Male zones are ellipsoid and obtuse. They are usually 1–1.5 cm long and 5–6 mm in diameter. Stamens are connate, cylindrical and oblong. They have ivory-like colour. Anthers are 5-7 in number and are dehiscence by apical pores. synandria are 1–2 by 1.5–2.5 mm in dimension. They have 4–6 androceums and are somewhat rounded stellate-polygonal. On the contrary, the pistillate female zones are cylindric and creamy white in colour. They can be up to 2-2.5 cm long. Approximately three-fourth of the length is dorsally adnate to the spathe. The ovaries are subglobose and penta-loculate with numerous ovules. They are 2–3 by 0.5–1 mm in dimension. They are surrounded by a whorl of 5–8 clavate staminodes. styles are short. Stigmata have 3–5 ascending lobes each. The lobes are blunt and do not exceed the style.

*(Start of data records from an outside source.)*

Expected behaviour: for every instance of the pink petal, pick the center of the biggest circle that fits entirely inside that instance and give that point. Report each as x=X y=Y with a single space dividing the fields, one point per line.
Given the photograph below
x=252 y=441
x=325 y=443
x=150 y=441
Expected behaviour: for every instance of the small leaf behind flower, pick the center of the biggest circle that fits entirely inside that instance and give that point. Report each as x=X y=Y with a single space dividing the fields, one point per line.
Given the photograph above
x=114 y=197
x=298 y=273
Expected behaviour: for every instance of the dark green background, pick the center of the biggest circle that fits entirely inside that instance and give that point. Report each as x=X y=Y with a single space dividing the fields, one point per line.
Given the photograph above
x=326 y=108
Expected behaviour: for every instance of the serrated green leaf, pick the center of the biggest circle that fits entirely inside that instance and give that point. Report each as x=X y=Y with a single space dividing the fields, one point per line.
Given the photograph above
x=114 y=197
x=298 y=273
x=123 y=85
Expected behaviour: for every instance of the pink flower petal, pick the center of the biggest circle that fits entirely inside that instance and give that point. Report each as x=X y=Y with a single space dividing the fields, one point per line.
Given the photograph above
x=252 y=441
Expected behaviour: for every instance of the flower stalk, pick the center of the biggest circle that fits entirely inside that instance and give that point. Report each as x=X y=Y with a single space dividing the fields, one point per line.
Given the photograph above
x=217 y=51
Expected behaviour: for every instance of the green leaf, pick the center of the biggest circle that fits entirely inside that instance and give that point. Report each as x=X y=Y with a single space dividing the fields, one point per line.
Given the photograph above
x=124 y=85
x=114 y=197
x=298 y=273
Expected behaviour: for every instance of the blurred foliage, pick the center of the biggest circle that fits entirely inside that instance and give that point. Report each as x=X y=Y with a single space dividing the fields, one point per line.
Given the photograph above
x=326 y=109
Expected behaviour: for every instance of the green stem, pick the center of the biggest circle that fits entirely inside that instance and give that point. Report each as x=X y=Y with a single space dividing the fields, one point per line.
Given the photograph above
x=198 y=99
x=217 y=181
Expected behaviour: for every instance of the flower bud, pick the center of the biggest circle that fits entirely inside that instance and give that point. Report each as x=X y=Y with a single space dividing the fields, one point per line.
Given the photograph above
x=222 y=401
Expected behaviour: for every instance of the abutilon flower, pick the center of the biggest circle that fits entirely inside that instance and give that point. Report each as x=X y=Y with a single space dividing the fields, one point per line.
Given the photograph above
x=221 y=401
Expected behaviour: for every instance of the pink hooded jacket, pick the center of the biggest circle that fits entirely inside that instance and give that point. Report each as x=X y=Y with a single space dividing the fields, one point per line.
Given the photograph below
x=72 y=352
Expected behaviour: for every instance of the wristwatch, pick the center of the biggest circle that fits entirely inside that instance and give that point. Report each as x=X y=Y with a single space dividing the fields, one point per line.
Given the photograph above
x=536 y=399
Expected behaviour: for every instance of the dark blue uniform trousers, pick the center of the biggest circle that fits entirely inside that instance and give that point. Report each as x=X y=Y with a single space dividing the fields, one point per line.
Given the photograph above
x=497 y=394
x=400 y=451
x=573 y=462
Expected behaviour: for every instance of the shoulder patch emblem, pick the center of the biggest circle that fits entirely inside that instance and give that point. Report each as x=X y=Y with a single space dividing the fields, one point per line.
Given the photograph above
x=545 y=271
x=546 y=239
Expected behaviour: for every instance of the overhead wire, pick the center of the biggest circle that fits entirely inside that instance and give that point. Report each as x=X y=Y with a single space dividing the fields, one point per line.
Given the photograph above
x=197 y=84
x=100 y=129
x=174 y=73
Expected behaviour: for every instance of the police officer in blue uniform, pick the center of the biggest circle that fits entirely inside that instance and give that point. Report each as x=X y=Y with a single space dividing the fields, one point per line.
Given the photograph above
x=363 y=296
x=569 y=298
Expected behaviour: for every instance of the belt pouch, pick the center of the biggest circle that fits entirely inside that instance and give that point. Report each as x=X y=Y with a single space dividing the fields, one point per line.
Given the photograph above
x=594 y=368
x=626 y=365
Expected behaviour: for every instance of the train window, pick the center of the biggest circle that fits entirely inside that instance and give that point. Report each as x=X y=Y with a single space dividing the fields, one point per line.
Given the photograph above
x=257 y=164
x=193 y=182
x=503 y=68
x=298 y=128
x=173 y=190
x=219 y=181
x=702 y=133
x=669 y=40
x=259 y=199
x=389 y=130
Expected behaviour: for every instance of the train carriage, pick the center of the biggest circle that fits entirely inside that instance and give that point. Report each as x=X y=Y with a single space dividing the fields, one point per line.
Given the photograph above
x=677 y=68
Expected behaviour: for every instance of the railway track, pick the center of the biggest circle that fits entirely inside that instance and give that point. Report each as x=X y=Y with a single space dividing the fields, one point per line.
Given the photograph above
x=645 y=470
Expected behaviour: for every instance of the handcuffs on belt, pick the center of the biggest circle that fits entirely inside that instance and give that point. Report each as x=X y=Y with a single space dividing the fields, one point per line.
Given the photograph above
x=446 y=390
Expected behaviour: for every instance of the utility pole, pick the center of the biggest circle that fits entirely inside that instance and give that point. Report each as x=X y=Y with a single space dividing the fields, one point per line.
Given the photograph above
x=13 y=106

Fruits are berry with many seeds. Infructescences are not seen in this species.

== Distribution and habitat ==
Steudnera colocasiifolia is native to tropical regions, from Northeast India (Assam), Bangladesh, Cambodia, South Central and Southeast China, Laos, Myanmar, Thailand, and Vietnam. It grows in the dense forested areas and shady places, in 600-1400 m elevation. Specifically, it grows in seasonally moist lowland forests, wet meadows or by the streams. It is known as Bishkachu (poison arum) in Bengali, a common name shared with various other arums, including Alocasia fornicata, S. colocasioides and S. virosa etc. S. colocasiifolia can be found in many parts of Bangladesh, as well as in Chittagong and the Chittagong Hill Tracts, where it is known as Ekdeijja kochu or Chadara Kochu. In Thailand, it grows in the northern regions of the country. In Myanmar, it is found in Martaban and the Karen Hills region. In China, it grows in the Guangxi and Yunnan regions, where it is known as Quan qi. It also grows in the northern parts of Laos and Vietnam.

== Medicinal use ==
The poisonous stems of Steudnera colocasiifolia are used to treat injuries and cuts, snake and insect bites, vasculitis, and skin ulcers etc.